Analisis psikologis terhadap tokoh Hui Ju mengindikasikan bahwa sikap-sikap di atas mencerminkan pola narsistik klasik: kebutuhan berlebihan untuk diakui, kurangnya rasa bersalah, dan keinginan kuat mengendalikan lingkungan sekitar. Meskipun demikian, drama juga menampilkan sisi lain dari karakter ini, yaitu ketangguhan (resilience) yang tumbuh dari latar belakang keluarga yang tidak ideal. Kehidupan Hui Ju yang dilanda penolakan ayah biologis serta perjuangan membangun anak perusahaan menimbulkan gambaran kompleks antara ambisi pribadi yang berlebihan dan keteguhan menghadapi rintangan.

Kombinasi antara perilaku impulsif yang merugikan istana dan kemampuan bertahan dalam kondisi sulit menjadikan Seong Hui Ju sosok yang menarik untuk dianalisis.
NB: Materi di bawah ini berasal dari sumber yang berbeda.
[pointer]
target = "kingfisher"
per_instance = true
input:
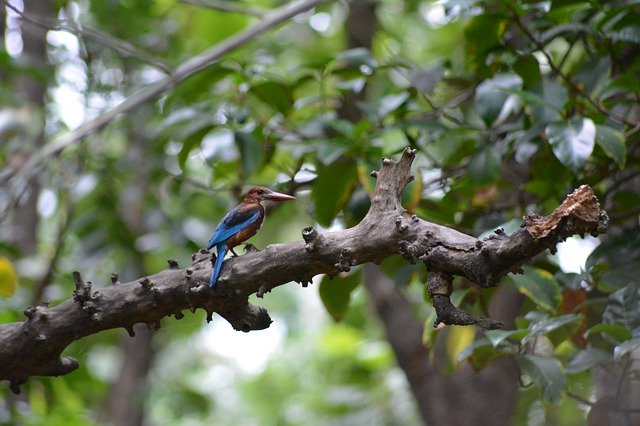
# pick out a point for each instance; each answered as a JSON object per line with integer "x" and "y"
{"x": 240, "y": 224}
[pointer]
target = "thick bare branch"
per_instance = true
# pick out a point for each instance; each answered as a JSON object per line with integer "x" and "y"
{"x": 33, "y": 347}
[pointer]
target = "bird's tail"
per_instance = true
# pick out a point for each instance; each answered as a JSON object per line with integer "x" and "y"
{"x": 222, "y": 250}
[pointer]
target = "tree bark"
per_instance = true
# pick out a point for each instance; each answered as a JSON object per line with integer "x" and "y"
{"x": 385, "y": 231}
{"x": 441, "y": 399}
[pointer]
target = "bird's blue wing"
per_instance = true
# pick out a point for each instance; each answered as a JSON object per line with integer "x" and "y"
{"x": 235, "y": 221}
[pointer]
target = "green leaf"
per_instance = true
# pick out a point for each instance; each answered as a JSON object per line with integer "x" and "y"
{"x": 275, "y": 94}
{"x": 542, "y": 326}
{"x": 335, "y": 293}
{"x": 572, "y": 27}
{"x": 630, "y": 34}
{"x": 554, "y": 96}
{"x": 251, "y": 152}
{"x": 426, "y": 79}
{"x": 485, "y": 166}
{"x": 623, "y": 307}
{"x": 625, "y": 246}
{"x": 8, "y": 279}
{"x": 625, "y": 347}
{"x": 617, "y": 332}
{"x": 496, "y": 337}
{"x": 572, "y": 142}
{"x": 528, "y": 69}
{"x": 390, "y": 103}
{"x": 587, "y": 359}
{"x": 539, "y": 286}
{"x": 357, "y": 57}
{"x": 332, "y": 189}
{"x": 612, "y": 143}
{"x": 546, "y": 373}
{"x": 491, "y": 95}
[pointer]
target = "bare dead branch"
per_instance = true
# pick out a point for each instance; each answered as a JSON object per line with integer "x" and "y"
{"x": 33, "y": 347}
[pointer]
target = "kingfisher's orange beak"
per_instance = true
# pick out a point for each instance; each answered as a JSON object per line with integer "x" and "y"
{"x": 277, "y": 196}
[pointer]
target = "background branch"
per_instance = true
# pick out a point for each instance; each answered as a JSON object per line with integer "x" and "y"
{"x": 186, "y": 70}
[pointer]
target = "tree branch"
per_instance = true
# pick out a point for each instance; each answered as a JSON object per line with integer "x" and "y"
{"x": 16, "y": 178}
{"x": 33, "y": 347}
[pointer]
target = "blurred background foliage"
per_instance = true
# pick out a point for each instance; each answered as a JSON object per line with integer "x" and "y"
{"x": 511, "y": 106}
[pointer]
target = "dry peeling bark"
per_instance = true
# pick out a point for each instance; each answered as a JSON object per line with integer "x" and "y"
{"x": 34, "y": 347}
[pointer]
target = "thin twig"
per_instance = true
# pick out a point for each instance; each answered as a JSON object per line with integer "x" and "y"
{"x": 104, "y": 39}
{"x": 227, "y": 6}
{"x": 597, "y": 104}
{"x": 186, "y": 70}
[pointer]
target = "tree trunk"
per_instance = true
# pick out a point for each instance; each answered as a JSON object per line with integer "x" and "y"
{"x": 33, "y": 91}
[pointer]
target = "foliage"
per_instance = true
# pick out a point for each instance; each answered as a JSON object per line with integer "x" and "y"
{"x": 511, "y": 105}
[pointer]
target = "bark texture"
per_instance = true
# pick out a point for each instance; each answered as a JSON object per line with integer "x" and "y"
{"x": 33, "y": 347}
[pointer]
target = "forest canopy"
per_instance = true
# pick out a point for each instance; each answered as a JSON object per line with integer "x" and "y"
{"x": 422, "y": 140}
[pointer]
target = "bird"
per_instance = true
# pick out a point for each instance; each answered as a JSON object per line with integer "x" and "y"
{"x": 240, "y": 224}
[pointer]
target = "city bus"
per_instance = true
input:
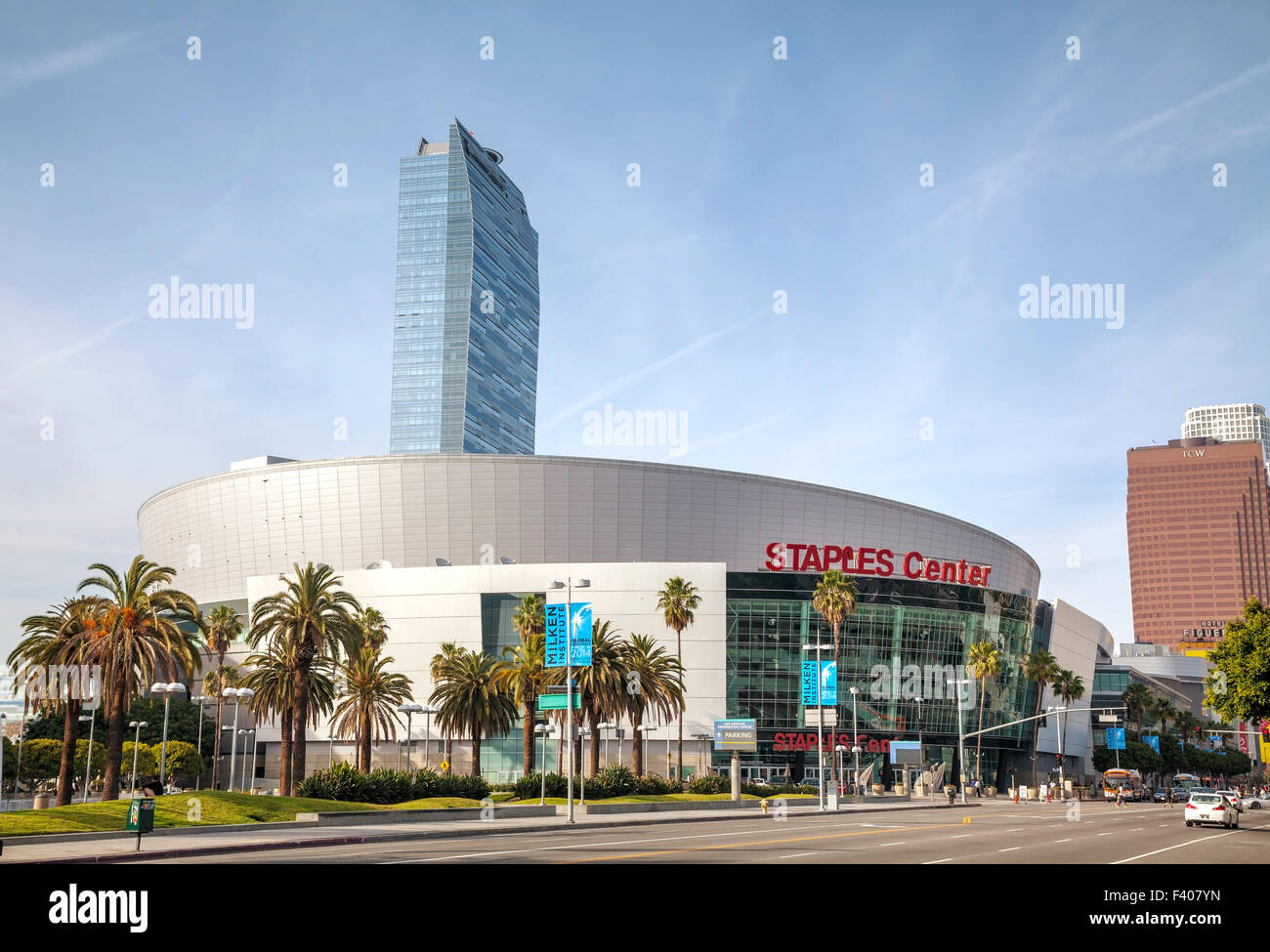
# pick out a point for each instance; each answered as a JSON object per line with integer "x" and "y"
{"x": 1128, "y": 781}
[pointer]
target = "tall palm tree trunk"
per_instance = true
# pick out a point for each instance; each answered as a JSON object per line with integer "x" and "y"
{"x": 284, "y": 762}
{"x": 114, "y": 740}
{"x": 366, "y": 741}
{"x": 678, "y": 650}
{"x": 595, "y": 743}
{"x": 978, "y": 737}
{"x": 636, "y": 748}
{"x": 300, "y": 722}
{"x": 528, "y": 745}
{"x": 216, "y": 741}
{"x": 66, "y": 769}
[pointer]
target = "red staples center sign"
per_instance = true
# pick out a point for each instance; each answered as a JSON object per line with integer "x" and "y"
{"x": 801, "y": 558}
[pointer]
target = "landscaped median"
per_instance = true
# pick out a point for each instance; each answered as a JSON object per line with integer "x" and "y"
{"x": 217, "y": 808}
{"x": 199, "y": 808}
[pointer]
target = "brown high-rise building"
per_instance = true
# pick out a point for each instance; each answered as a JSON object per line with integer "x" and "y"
{"x": 1199, "y": 536}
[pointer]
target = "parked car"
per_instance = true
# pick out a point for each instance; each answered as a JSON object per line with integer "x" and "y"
{"x": 1210, "y": 807}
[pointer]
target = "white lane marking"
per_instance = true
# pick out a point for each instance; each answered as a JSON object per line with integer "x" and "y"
{"x": 1143, "y": 855}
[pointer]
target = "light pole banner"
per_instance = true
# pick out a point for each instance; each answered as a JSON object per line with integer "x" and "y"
{"x": 828, "y": 685}
{"x": 559, "y": 652}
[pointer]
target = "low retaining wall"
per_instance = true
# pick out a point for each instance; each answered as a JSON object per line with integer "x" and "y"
{"x": 375, "y": 817}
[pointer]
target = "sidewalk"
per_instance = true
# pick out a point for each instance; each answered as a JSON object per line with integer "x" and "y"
{"x": 210, "y": 841}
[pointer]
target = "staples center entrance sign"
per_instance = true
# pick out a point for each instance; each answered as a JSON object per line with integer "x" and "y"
{"x": 803, "y": 558}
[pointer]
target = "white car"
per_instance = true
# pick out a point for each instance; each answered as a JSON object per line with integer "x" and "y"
{"x": 1233, "y": 798}
{"x": 1210, "y": 807}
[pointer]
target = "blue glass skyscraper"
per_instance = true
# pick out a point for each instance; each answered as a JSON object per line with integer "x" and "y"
{"x": 465, "y": 339}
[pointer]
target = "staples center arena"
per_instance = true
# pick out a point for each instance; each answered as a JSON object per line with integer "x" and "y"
{"x": 445, "y": 545}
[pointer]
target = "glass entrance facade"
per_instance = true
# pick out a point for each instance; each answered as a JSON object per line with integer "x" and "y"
{"x": 907, "y": 640}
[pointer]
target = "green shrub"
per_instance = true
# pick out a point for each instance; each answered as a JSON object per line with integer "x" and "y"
{"x": 617, "y": 781}
{"x": 710, "y": 783}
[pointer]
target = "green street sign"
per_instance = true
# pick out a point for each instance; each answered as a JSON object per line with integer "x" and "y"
{"x": 141, "y": 816}
{"x": 555, "y": 702}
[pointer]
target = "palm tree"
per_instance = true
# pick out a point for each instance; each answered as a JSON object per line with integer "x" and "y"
{"x": 58, "y": 639}
{"x": 272, "y": 678}
{"x": 602, "y": 684}
{"x": 372, "y": 627}
{"x": 216, "y": 682}
{"x": 221, "y": 629}
{"x": 521, "y": 673}
{"x": 1186, "y": 724}
{"x": 1070, "y": 686}
{"x": 1164, "y": 712}
{"x": 312, "y": 617}
{"x": 1137, "y": 703}
{"x": 1041, "y": 668}
{"x": 529, "y": 620}
{"x": 371, "y": 697}
{"x": 656, "y": 677}
{"x": 834, "y": 598}
{"x": 471, "y": 702}
{"x": 982, "y": 661}
{"x": 677, "y": 600}
{"x": 140, "y": 639}
{"x": 440, "y": 671}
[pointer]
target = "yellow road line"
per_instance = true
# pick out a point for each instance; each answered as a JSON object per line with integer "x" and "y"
{"x": 752, "y": 843}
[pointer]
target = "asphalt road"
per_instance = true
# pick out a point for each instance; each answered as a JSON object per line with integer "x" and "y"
{"x": 992, "y": 833}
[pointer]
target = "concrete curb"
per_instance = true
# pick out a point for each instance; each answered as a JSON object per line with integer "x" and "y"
{"x": 437, "y": 834}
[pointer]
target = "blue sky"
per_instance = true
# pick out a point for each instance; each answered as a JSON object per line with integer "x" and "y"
{"x": 756, "y": 176}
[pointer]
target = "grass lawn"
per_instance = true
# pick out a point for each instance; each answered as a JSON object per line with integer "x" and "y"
{"x": 216, "y": 807}
{"x": 173, "y": 810}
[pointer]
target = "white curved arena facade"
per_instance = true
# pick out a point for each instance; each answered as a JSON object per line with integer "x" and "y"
{"x": 457, "y": 538}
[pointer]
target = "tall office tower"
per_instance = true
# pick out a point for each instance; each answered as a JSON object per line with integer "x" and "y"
{"x": 1199, "y": 536}
{"x": 1230, "y": 422}
{"x": 465, "y": 339}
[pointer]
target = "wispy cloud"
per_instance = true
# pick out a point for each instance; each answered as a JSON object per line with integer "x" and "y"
{"x": 18, "y": 72}
{"x": 55, "y": 356}
{"x": 618, "y": 382}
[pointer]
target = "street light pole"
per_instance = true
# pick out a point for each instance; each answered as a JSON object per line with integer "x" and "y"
{"x": 198, "y": 781}
{"x": 88, "y": 766}
{"x": 568, "y": 681}
{"x": 960, "y": 737}
{"x": 855, "y": 739}
{"x": 166, "y": 690}
{"x": 136, "y": 749}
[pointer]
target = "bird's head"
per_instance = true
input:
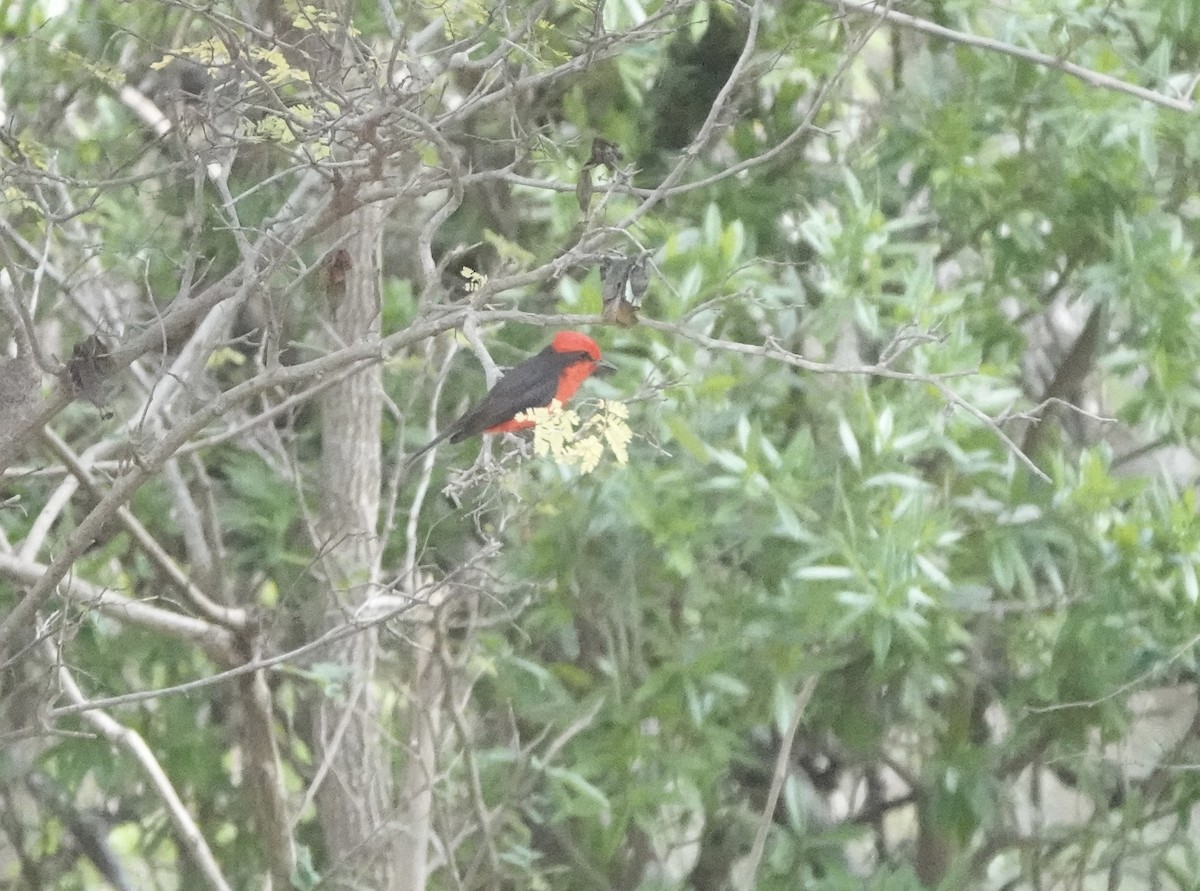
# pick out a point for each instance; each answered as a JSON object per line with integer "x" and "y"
{"x": 567, "y": 342}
Penonton dapat menyaksikan bagaimana kecenderungan narsistiknya berpotensi mengancam stabilitas politik, sekaligus bagaimana tekadnya untuk mengubah nasib tetap menjadi kekuatan pendorong utama cerita.

Kesimpulannya, tujuh sikap narsistik yang diidentifikasi pada Seong Hui Ju tidak hanya menambah lapisan dramatis pada Perfect Crown, tetapi juga menggarisbawahi tema universal tentang bahaya ambisi tak terkendali. Sementara penonton menikmati intrik kerajaan dan romansa, mereka juga dihadapkan pada pertanyaan moral: sampai sejauh mana seseorang dapat mengejar kebesaran tanpa mengorbankan integritas dan kesejahteraan orang lain. Drama ini terus memancing diskusi publik, mengingatkan kita bahwa di balik gemerlapnya tahta, terdapat risiko besar bila ego berlebih menguasai keputusan.